(def-constant monotone 
    "lambda(f:[uu,uu], forall(x,y:uu, x prec y implies f(x) prec f(y)))"
    (theory partial-order))


(def-theorem knaster-fixed-point-theorem 
    "forall(f:[uu,uu], 
                      forsome(bot,top:uu, forall(x:uu, bot prec x and x prec top))
                        and
                      monotone(f)
                        implies
                      forsome(z:uu, f(z)=z))"
    (theory complete-partial-order)
    (usages transportable-macete)
    (proof
      (
        (unfold-single-defined-constant (0) monotone)

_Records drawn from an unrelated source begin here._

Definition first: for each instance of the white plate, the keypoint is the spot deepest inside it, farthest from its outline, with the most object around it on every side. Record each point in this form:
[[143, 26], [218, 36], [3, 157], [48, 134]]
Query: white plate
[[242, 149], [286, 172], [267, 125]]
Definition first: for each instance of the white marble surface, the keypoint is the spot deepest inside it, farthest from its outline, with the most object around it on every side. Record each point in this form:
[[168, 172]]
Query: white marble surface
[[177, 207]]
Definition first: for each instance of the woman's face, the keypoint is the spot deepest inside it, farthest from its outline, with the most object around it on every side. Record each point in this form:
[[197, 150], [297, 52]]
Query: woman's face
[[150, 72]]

        direct-and-antecedent-inference-strategy
        (cut-with-single-formula "total_q{f,[uu,uu]} and #(prec%sup(indic{x:uu,  x prec f(x)}))")

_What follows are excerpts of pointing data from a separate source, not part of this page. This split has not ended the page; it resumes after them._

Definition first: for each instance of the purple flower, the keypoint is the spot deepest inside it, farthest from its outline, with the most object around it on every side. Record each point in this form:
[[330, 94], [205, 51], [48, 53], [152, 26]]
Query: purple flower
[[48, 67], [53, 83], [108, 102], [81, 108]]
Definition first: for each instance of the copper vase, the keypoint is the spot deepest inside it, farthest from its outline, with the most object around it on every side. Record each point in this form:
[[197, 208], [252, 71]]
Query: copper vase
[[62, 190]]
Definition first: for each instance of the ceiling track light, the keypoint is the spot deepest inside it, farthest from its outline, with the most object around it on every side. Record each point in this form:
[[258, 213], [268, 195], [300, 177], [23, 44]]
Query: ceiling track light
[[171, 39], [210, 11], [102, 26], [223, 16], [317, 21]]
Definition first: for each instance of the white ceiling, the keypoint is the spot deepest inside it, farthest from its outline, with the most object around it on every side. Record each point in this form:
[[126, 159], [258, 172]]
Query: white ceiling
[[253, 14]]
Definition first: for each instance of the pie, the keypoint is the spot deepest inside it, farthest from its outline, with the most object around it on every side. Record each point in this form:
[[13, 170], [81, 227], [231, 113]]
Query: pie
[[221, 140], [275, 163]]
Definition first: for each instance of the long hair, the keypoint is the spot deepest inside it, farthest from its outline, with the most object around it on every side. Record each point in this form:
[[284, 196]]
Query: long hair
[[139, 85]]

        (move-to-sibling 1)
        (block (script-comment "node added by `cut-with-single-formula' at (1)")
	      direct-and-antecedent-inference-strategy
	      (block (script-comment "node added by `direct-and-antecedent-inference-strategy' at (0)")
		    insistent-direct-inference
		    (instantiate-universal-antecedent "with(p:prop,forall(x,y:uu,p));"
						        ("x_0" "x_0"))
		    (contrapose "with(p:prop,not(p));")
		    (apply-macete-with-minor-premises prec-reflexivity))
	      (block (script-comment "node added by `direct-and-antecedent-inference-strategy' at (1)")
		    (apply-macete-with-minor-premises prec%sup-defined)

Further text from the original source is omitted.